Scarpinato ha espresso indignazione per l’articolo che lo accuserebbe di aver “spiato” la dottoressa Gallucci, la quale sostiene che il senatore avrebbe richiesto indebitamente al Consiglio Superiore della Magistratura atti della sua vita personale, allegando la tessera da senatore e insinuando un abuso della sua qualità parlamentare.
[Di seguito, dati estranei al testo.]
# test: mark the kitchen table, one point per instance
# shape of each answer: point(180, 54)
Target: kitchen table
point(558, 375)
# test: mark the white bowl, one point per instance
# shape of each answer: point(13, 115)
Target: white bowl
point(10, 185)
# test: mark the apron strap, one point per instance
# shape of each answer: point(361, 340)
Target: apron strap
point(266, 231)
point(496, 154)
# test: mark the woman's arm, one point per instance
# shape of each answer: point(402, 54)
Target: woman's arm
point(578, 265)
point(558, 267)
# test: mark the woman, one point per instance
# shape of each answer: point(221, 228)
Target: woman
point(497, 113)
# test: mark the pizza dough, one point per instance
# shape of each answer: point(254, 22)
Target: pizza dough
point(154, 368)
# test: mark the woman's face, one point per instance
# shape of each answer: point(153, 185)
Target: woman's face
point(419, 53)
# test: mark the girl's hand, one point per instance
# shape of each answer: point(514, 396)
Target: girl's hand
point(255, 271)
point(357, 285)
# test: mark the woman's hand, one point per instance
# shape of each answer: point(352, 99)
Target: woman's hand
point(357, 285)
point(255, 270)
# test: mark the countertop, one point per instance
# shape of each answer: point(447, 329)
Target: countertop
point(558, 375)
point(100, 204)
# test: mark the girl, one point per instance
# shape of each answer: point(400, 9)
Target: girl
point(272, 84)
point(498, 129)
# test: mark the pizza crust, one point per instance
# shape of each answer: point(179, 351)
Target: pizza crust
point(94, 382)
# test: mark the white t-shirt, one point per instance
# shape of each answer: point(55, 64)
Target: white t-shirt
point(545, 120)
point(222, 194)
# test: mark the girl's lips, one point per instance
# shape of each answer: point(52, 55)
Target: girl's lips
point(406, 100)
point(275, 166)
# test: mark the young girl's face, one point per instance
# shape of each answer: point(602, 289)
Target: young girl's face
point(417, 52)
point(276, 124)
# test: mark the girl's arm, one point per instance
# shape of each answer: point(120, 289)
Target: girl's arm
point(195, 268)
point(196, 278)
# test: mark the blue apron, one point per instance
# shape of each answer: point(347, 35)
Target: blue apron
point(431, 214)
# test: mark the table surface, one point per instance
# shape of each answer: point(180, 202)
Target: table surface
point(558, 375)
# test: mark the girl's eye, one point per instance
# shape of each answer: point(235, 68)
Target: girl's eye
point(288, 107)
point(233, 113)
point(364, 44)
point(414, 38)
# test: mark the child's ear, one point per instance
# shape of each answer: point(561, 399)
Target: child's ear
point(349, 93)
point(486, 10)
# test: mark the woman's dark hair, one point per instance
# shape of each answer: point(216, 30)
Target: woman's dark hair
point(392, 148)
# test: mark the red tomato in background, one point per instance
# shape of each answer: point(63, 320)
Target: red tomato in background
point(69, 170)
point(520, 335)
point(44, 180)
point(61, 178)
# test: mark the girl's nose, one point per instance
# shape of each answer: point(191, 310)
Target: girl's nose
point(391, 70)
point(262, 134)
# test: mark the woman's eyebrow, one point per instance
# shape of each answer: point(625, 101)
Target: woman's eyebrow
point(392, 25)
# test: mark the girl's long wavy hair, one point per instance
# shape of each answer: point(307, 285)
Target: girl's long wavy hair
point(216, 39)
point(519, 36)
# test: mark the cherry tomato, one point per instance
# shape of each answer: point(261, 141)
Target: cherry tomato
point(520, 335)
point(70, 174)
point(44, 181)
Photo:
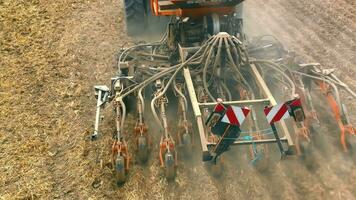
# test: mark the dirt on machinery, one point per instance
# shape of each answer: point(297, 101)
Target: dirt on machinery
point(53, 52)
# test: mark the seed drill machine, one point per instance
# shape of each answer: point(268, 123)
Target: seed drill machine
point(223, 89)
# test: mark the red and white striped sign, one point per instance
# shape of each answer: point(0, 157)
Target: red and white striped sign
point(235, 115)
point(276, 113)
point(281, 111)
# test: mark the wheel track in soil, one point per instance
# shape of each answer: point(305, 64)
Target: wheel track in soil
point(292, 30)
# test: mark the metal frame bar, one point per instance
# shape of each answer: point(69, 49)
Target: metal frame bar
point(269, 99)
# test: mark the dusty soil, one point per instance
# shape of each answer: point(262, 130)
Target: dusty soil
point(53, 52)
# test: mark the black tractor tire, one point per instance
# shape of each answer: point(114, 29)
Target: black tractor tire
point(169, 163)
point(142, 148)
point(120, 173)
point(263, 164)
point(136, 17)
point(187, 144)
point(307, 154)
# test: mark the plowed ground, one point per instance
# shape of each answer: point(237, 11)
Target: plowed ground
point(53, 52)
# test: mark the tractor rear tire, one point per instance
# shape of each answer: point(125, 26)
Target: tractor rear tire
point(142, 149)
point(307, 154)
point(135, 16)
point(187, 144)
point(120, 173)
point(169, 163)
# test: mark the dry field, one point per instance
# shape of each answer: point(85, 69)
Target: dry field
point(53, 52)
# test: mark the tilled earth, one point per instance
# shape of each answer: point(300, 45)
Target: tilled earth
point(53, 52)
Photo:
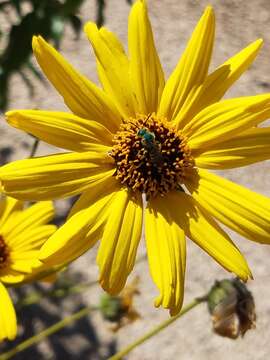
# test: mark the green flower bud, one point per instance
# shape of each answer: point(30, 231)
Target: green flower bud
point(232, 308)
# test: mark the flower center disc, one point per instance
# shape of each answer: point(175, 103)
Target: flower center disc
point(150, 155)
point(4, 254)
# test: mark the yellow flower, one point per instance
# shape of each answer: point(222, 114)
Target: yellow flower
point(22, 233)
point(141, 137)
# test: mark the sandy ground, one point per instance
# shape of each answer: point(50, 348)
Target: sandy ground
point(238, 23)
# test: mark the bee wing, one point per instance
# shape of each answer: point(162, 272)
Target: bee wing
point(225, 319)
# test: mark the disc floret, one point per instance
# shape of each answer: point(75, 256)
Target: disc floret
point(150, 155)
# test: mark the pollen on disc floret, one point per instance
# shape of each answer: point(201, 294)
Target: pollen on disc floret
point(150, 155)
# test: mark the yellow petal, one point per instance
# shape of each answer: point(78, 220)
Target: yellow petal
point(113, 67)
point(217, 83)
point(82, 96)
point(62, 130)
point(223, 120)
point(55, 176)
point(192, 68)
point(25, 262)
point(106, 185)
point(120, 240)
point(166, 249)
point(146, 72)
point(32, 217)
point(244, 211)
point(8, 321)
point(81, 231)
point(8, 207)
point(205, 232)
point(10, 276)
point(32, 238)
point(248, 147)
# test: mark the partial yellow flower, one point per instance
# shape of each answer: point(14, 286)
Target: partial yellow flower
point(140, 136)
point(22, 233)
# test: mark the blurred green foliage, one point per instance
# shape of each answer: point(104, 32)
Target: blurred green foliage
point(26, 18)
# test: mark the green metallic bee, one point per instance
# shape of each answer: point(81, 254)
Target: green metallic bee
point(151, 146)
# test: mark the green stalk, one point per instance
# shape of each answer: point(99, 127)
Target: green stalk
point(156, 329)
point(47, 332)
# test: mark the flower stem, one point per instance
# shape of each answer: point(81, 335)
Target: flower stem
point(157, 329)
point(37, 296)
point(47, 332)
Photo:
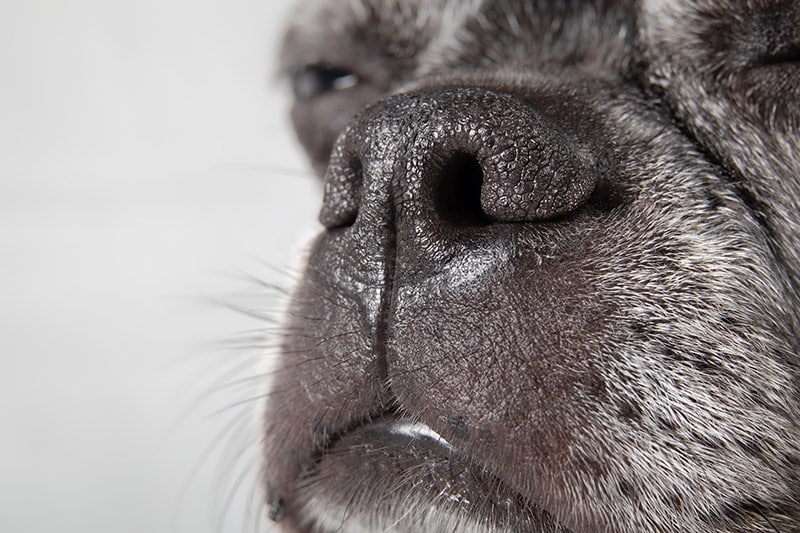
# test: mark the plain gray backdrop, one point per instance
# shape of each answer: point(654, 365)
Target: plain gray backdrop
point(146, 171)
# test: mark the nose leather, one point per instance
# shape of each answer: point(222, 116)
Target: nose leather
point(455, 155)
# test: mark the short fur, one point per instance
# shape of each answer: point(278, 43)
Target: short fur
point(557, 287)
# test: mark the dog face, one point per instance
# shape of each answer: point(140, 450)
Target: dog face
point(557, 284)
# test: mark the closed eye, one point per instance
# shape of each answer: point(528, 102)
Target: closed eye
point(316, 79)
point(788, 53)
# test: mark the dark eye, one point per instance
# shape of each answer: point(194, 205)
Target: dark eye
point(788, 53)
point(312, 80)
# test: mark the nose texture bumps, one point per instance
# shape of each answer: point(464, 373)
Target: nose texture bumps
point(458, 156)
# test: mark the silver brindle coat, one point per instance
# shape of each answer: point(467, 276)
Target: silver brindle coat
point(557, 285)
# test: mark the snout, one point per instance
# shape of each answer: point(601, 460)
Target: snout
point(455, 157)
point(438, 204)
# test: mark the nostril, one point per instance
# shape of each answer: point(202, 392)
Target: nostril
point(458, 198)
point(343, 182)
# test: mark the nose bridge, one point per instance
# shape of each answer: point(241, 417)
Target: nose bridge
point(407, 157)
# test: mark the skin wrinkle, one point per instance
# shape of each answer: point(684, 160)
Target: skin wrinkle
point(606, 328)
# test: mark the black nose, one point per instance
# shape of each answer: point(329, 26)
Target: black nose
point(464, 156)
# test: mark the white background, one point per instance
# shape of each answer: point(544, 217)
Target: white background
point(146, 169)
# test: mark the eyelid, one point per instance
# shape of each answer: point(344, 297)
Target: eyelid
point(315, 79)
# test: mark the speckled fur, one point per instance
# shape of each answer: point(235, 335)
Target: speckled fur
point(631, 367)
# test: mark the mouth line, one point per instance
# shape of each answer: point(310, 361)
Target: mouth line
point(361, 476)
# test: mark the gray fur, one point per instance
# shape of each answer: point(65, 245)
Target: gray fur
point(622, 357)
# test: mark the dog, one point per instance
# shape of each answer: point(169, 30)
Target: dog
point(556, 287)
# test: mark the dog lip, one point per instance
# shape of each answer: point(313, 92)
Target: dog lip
point(406, 475)
point(407, 429)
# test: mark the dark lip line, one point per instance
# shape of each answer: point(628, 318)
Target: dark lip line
point(393, 414)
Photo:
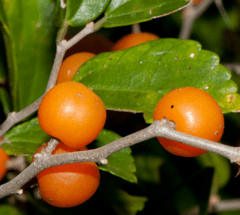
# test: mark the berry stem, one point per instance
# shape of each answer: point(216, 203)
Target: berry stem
point(62, 47)
point(163, 128)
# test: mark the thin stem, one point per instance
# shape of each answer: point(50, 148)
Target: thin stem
point(62, 47)
point(163, 128)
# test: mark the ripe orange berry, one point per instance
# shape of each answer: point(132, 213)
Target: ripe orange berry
point(72, 113)
point(194, 112)
point(71, 65)
point(197, 1)
point(68, 185)
point(93, 43)
point(3, 159)
point(134, 39)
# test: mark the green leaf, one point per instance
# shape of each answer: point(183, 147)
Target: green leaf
point(148, 168)
point(3, 63)
point(80, 12)
point(127, 12)
point(127, 204)
point(135, 79)
point(24, 138)
point(194, 196)
point(120, 163)
point(9, 210)
point(221, 166)
point(29, 36)
point(5, 101)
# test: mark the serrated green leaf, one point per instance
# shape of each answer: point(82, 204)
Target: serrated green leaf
point(135, 79)
point(221, 166)
point(120, 163)
point(127, 12)
point(5, 101)
point(9, 210)
point(29, 36)
point(24, 138)
point(80, 12)
point(127, 204)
Il senatore ha chiarito di aver già dato mandato ai propri legali di procedere per vie legali contro la magistrata per le sue “insinuazioni gravemente diffamatorie” rilasciate in interviste e trasmissioni televisive. Tra queste accuse, Gallucci avrebbe sostenuto che Scarpinato, quando rivestiva l’incarico di procuratore generale di Palermo, avrebbe interferito indebitamente in un procedimento penale da lei gestito, del quale però il senatore dichiara di non essersi mai occupato.
Un’altra accusa riguarda il presunto avvio strumentale di un’azione disciplinare nei confronti della magistrata. Scarpinato ha precisato che la segnalazione del procedimento disciplinare fu effettuata direttamente dal Procuratore di Termini Imerese, a seguito di una comunicazione del Procuratore della Repubblica per i Minorenni di Palermo. Quest’ultimo aveva segnalato che la dottoressa Gallucci aveva omesso per lungo tempo di informare quella Procura che in un’indagine per droga erano coinvolti anche dei minorenni.
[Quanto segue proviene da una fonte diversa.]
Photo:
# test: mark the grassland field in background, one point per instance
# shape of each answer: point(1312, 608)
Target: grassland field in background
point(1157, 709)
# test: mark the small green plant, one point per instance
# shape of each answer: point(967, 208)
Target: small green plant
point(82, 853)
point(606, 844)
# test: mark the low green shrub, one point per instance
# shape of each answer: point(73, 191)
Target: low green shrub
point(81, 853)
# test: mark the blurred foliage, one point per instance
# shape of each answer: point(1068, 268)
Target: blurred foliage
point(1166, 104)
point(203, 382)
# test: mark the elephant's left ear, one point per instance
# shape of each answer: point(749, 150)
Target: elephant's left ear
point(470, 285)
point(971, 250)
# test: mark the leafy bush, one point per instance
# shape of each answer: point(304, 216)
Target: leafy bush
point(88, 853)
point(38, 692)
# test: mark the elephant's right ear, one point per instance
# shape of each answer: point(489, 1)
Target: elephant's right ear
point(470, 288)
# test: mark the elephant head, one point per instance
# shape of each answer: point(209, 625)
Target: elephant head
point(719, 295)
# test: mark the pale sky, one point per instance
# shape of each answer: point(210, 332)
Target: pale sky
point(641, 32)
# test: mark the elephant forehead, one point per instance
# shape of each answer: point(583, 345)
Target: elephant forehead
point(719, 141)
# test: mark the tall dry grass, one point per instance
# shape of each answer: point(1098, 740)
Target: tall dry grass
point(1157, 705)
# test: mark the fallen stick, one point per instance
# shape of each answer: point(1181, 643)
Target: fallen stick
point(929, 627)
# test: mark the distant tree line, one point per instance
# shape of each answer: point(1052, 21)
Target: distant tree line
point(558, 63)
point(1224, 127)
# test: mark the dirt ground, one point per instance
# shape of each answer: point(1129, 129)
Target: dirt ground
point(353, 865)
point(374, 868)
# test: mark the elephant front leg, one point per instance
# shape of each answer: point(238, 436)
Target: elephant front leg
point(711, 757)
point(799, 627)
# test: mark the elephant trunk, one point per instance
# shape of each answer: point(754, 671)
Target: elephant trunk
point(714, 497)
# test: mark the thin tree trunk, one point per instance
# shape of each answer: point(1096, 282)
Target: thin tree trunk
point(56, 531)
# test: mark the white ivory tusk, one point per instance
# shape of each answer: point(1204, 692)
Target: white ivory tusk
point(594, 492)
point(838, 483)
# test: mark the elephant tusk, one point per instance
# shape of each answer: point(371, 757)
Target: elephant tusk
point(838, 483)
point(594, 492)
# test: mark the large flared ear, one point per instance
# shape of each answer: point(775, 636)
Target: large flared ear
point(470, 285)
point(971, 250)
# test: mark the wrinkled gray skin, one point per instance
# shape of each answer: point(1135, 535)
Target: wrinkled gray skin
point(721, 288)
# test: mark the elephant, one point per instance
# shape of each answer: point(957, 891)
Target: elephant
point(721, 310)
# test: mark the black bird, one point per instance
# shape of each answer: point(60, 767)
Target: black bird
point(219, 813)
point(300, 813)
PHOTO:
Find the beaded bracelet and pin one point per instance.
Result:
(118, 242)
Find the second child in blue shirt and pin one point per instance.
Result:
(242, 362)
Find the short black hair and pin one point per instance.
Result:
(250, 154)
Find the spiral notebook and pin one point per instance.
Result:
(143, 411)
Il senatore ha spiegato di aver depositato al CSM un’istanza per ottenere alcuni atti del fascicolo personale della magistrata relativi ai fatti in questione, da utilizzare come prove in giudizio insieme ad altri documenti già estratti dal sito ufficiale del Consiglio Superiore della Magistratura, liberamente accessibile e riguardante anche i procedimenti disciplinari a carico di Gallucci.
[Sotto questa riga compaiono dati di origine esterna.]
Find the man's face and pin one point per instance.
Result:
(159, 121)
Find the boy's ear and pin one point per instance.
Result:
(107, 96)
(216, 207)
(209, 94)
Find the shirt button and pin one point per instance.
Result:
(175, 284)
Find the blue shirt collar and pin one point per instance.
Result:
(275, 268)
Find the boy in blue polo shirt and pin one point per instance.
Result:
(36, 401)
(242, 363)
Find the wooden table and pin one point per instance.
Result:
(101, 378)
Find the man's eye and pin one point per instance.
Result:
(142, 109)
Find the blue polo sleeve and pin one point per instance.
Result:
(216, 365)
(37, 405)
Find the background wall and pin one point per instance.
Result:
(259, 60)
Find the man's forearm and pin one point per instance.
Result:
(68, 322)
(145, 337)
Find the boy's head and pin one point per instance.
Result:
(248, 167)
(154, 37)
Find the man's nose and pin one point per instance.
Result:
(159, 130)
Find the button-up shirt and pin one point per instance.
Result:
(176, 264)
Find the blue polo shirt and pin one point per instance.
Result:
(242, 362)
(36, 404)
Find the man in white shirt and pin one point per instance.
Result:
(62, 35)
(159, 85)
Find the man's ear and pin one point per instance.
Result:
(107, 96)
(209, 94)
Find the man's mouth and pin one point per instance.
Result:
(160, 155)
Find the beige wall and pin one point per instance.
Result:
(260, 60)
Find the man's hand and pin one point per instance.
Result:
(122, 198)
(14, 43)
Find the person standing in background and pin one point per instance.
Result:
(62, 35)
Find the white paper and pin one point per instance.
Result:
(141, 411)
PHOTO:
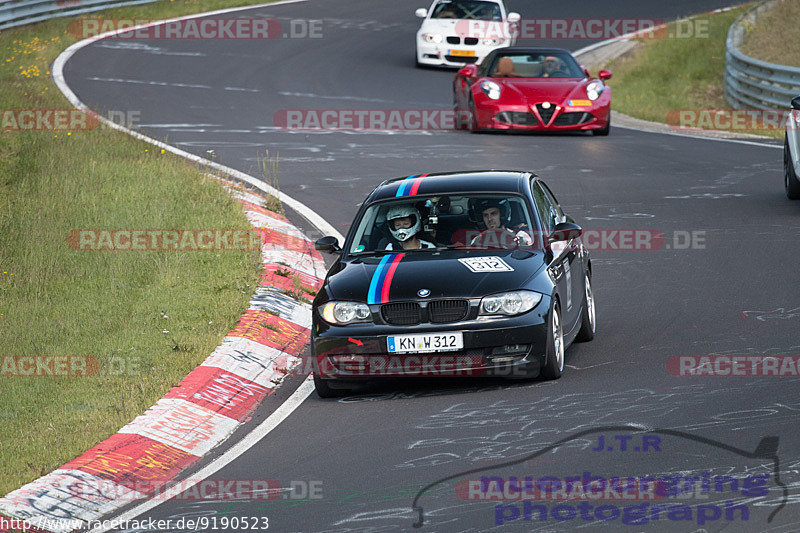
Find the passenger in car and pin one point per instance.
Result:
(496, 234)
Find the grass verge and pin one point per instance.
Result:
(776, 36)
(147, 317)
(661, 77)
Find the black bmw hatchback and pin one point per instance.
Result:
(474, 273)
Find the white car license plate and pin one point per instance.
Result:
(426, 342)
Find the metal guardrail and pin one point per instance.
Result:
(19, 12)
(751, 83)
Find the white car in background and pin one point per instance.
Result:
(457, 32)
(791, 152)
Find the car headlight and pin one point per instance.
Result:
(341, 313)
(510, 303)
(491, 89)
(435, 38)
(594, 90)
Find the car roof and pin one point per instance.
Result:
(471, 181)
(530, 50)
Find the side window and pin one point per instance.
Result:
(554, 213)
(543, 207)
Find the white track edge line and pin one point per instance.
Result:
(628, 37)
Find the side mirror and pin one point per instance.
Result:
(328, 244)
(468, 71)
(566, 231)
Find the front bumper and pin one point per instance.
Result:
(512, 347)
(492, 115)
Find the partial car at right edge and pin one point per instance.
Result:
(791, 152)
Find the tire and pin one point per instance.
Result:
(324, 390)
(554, 360)
(602, 132)
(790, 180)
(588, 316)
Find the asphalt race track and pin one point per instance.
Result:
(725, 282)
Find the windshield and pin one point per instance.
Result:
(546, 64)
(425, 224)
(467, 9)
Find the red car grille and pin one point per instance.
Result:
(546, 113)
(573, 119)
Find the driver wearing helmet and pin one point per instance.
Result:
(404, 224)
(495, 214)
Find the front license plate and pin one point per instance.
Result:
(426, 342)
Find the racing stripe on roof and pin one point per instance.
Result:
(410, 185)
(387, 282)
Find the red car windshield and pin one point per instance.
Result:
(546, 64)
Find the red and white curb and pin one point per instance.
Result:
(200, 412)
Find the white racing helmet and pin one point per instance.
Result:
(400, 211)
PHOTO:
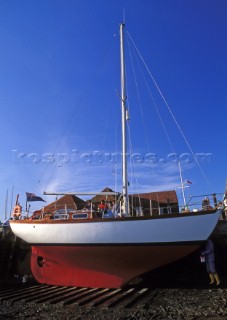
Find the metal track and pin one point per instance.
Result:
(105, 298)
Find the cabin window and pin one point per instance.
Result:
(83, 215)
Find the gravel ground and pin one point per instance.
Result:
(161, 304)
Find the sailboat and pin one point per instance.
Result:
(108, 252)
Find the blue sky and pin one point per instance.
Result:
(60, 104)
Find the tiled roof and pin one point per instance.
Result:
(68, 201)
(160, 196)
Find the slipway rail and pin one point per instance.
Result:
(68, 296)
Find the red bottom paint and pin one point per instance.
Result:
(100, 266)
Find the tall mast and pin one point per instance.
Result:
(123, 114)
(182, 184)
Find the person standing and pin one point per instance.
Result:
(208, 254)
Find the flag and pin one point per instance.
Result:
(32, 197)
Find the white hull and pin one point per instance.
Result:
(172, 229)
Scarpinato ha sottolineato che tale richiesta rappresenta l’esercizio di un diritto riconosciuto a tutti i cittadini per ragioni di giustizia, finalizzato a dimostrare “in modo puntuale la falsità” delle insinuazioni mosse nei suoi confronti. Ha inoltre precisato che l’istanza deve essere necessariamente corredata di un documento di riconoscimento, motivo per cui ha allegato quello rilasciatogli dal Senato dopo la sua elezione.
Il parlamentare ha concluso annunciando di aver incaricato i propri legali di valutare ulteriori azioni legali per queste nuove insinuazioni, nei confronti di tutti i soggetti ritenuti responsabili.